The epic bull/bear fight over Herbalife (NYSE:HLF) between Carl Icahn (age 77) and Bill Ackman (age 46) has become a Wall Street spectacle of financial titans clashing over the perceived futures of a multi-level-marketing company. Both men are obviously well informed on it. Each one appears to firmly believe in his own thesis on the company.
Bill Ackman is short and has stated that he believes the company is a "pyramid scheme" and expects the stock to go to zero. Carl Icahn has since taken an aggressive long position in that is equivalent to about 13% of the company. On January 25 2013, the two veteran investors clashed on live TV in an ego charged whirlwind of school yard style name calling.
The stock has experienced significant volatility over the last few weeks as the battle has raged. After the bell on Tuesday Q4 earnings showed a beat over expectations, but this did little to move the stock. The big mover is quite clearly the opinions and positions of Icahn and Ackman.
The battle between Icahn and Ackman over centers on the legitimacy of the multi-level-marketing business model that is Herbalife. It appears that the difference in conceptual framework between the two players may stem from a case of generational bias in reference to multi-level-marketing business models.

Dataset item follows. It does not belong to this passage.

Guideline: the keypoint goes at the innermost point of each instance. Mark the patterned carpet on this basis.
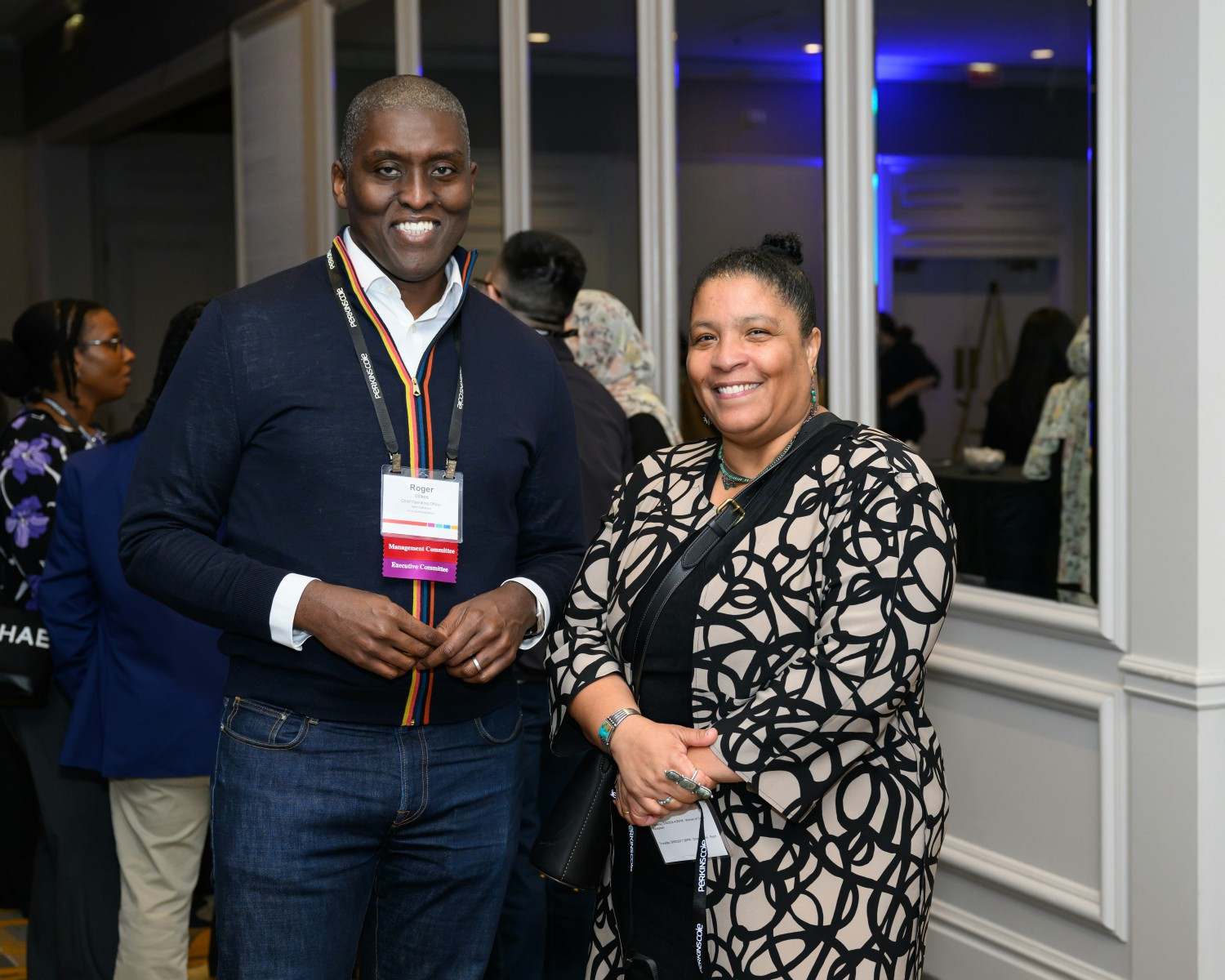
(12, 948)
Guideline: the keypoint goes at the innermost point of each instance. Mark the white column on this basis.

The modern version of multi-level-marketing came on the scene in 1945, it was called the California Vitamin Company (later named Nutrilite). In 1959 an MLM that most of us are familiar with was founded -- American Way Association or Amway. Amway was built by distributing the first multivitamin products made in the U.S., by Nutrilite.
As most of us know Amway boomed and became a multi-billion dollar company. The MLM model was wildly successful and has since been copied by countless groups, organizations and companies. Some of these outfits have been have been nothing but scams -- a quick Google search will yield hundreds of MLM horror stories.

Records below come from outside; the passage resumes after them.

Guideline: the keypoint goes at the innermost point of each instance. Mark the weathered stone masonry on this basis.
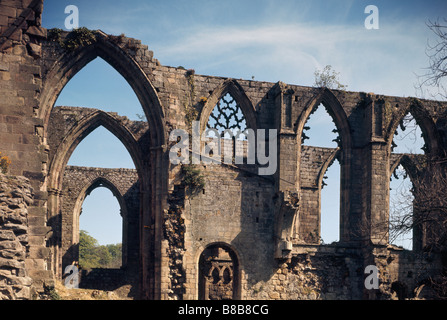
(243, 235)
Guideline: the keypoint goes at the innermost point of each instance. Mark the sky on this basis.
(263, 40)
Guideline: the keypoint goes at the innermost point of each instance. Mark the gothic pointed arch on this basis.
(83, 128)
(233, 88)
(423, 120)
(69, 63)
(335, 109)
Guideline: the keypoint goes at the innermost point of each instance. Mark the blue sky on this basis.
(268, 40)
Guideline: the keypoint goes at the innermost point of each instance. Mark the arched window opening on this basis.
(401, 209)
(321, 134)
(407, 139)
(98, 85)
(227, 118)
(227, 134)
(101, 149)
(218, 274)
(100, 225)
(330, 204)
(100, 221)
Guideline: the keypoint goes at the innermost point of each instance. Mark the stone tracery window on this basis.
(227, 116)
(218, 279)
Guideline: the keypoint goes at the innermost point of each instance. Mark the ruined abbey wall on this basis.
(242, 235)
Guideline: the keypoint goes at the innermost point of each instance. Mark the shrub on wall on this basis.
(4, 163)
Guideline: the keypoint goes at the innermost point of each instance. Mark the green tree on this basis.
(328, 78)
(87, 251)
(93, 255)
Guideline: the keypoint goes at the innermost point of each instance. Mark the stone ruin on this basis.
(242, 235)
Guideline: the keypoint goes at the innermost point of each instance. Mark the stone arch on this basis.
(334, 108)
(83, 128)
(410, 164)
(212, 262)
(77, 210)
(232, 87)
(424, 121)
(59, 162)
(68, 64)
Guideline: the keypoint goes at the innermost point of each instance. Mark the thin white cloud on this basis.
(365, 59)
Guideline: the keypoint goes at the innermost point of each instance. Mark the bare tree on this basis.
(436, 74)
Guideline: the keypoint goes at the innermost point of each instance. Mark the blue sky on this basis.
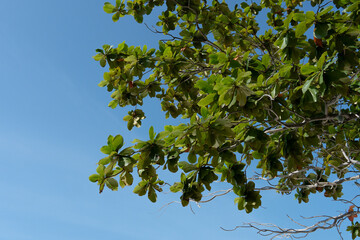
(54, 118)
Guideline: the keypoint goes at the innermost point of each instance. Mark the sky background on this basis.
(54, 119)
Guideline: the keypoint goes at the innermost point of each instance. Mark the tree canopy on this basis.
(281, 95)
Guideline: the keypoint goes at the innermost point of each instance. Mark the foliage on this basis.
(249, 94)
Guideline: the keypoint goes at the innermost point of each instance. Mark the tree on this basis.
(282, 97)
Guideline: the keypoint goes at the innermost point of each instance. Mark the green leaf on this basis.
(307, 69)
(324, 11)
(301, 29)
(186, 167)
(192, 157)
(94, 177)
(321, 30)
(207, 100)
(108, 7)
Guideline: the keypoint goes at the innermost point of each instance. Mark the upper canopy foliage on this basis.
(254, 93)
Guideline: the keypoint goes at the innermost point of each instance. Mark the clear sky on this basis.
(54, 119)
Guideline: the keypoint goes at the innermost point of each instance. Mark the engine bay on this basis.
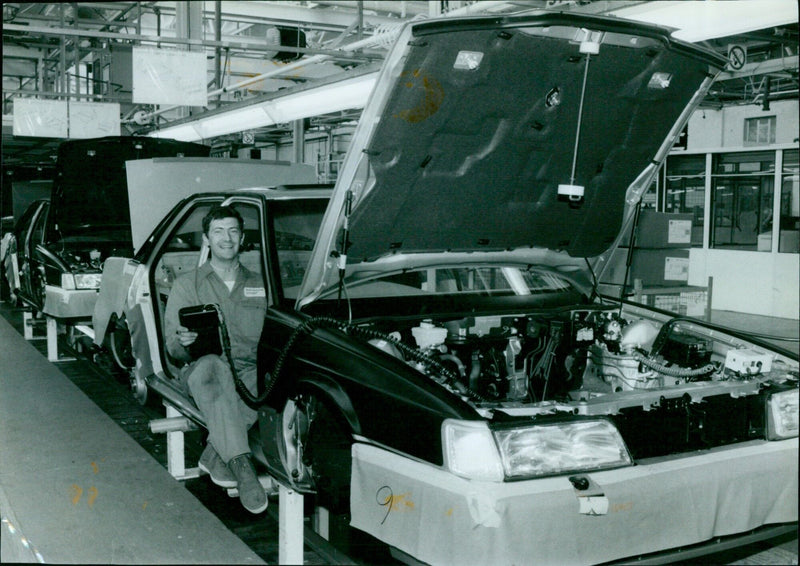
(584, 355)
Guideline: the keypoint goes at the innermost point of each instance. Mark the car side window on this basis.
(37, 232)
(181, 251)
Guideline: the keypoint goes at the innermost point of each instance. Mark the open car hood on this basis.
(493, 134)
(90, 194)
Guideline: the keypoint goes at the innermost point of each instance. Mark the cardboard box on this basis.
(655, 267)
(661, 267)
(662, 230)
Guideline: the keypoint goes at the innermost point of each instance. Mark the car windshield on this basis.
(486, 281)
(295, 224)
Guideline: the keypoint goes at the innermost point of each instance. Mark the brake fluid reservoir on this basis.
(639, 334)
(428, 336)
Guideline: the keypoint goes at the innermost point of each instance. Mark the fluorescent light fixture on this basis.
(331, 97)
(698, 20)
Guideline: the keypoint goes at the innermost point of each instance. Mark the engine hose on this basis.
(672, 371)
(308, 326)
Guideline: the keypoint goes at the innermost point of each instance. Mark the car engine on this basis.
(573, 355)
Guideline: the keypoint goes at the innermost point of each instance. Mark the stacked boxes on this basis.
(661, 255)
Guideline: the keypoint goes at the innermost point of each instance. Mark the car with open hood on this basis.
(61, 242)
(437, 360)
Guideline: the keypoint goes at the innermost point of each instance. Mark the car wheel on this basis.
(138, 386)
(119, 342)
(327, 452)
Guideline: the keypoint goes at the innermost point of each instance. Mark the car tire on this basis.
(328, 452)
(119, 342)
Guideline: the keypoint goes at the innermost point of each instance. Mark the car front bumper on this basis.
(439, 519)
(63, 303)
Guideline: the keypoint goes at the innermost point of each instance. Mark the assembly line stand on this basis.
(290, 502)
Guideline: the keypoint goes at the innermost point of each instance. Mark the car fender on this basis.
(117, 276)
(325, 386)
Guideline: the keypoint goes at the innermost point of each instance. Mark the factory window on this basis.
(686, 189)
(742, 186)
(790, 204)
(759, 131)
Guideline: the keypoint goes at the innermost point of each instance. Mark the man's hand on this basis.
(185, 336)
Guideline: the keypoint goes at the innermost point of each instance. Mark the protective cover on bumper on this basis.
(442, 519)
(61, 303)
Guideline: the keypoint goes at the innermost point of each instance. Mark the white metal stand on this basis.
(290, 526)
(175, 425)
(52, 342)
(290, 503)
(322, 522)
(28, 324)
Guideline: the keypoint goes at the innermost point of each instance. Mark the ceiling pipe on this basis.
(368, 42)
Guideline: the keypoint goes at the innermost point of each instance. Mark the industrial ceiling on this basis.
(257, 50)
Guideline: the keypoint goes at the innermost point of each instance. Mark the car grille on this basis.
(681, 425)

In 1979 the Federal Trade Commission investigated Amway as to whether the company was a pyramid scheme. The FTC ruled that Amway was not a pyramid scheme. However, the FTC found that Amway was "guilty of price-fixing and making exaggerated income claims".
While there is no doubt of the acuity of either Icahn or Ackman, it is possible that their perceptions of the MLM business model are very different. It would appear that Bill Ackman's view of the MLM model is much darker, in general, than Carl Icahn's.
From my point of view (which may be tainted by my generational bias), the general popularity of the MLM model is waning. A very damaging factor to the MLM model is the ability of any person to order almost anything on the Internet. You no longer need to contact your MLM-connected neighbor to get a good deal. For these reasons, I would side with Ackman in saying that the MLM model is not strong in the long-run. That is not to say that stock may not go higher.
Given the personal animosities between Icahn and Ackman it is quite likely that Icahn's long position will outlast Ackman's shorts, especially if there is upward price momentum in the stock. Should Ackman be forced to cover his shorts at a loss, I would expect Icahn to take profits on his position a relatively short time later. This is the point where I would look to take a short position in it.
All said, this stock is unlikely to trade with much reference to its fundamentals (and much more on egos) as long as this battle rages. Far-from-equilibrium, situations like this can present opportunites for large gains in a short time if played correctly.
Disclosure: I have no positions in any stocks mentioned, and no plans to initiate any positions within the next 72 hours. I wrote this article myself, and it expresses my own opinions. I am not receiving compensation for it (other than from Seeking Alpha). I have no business relationship with any company whose stock is mentioned in this article.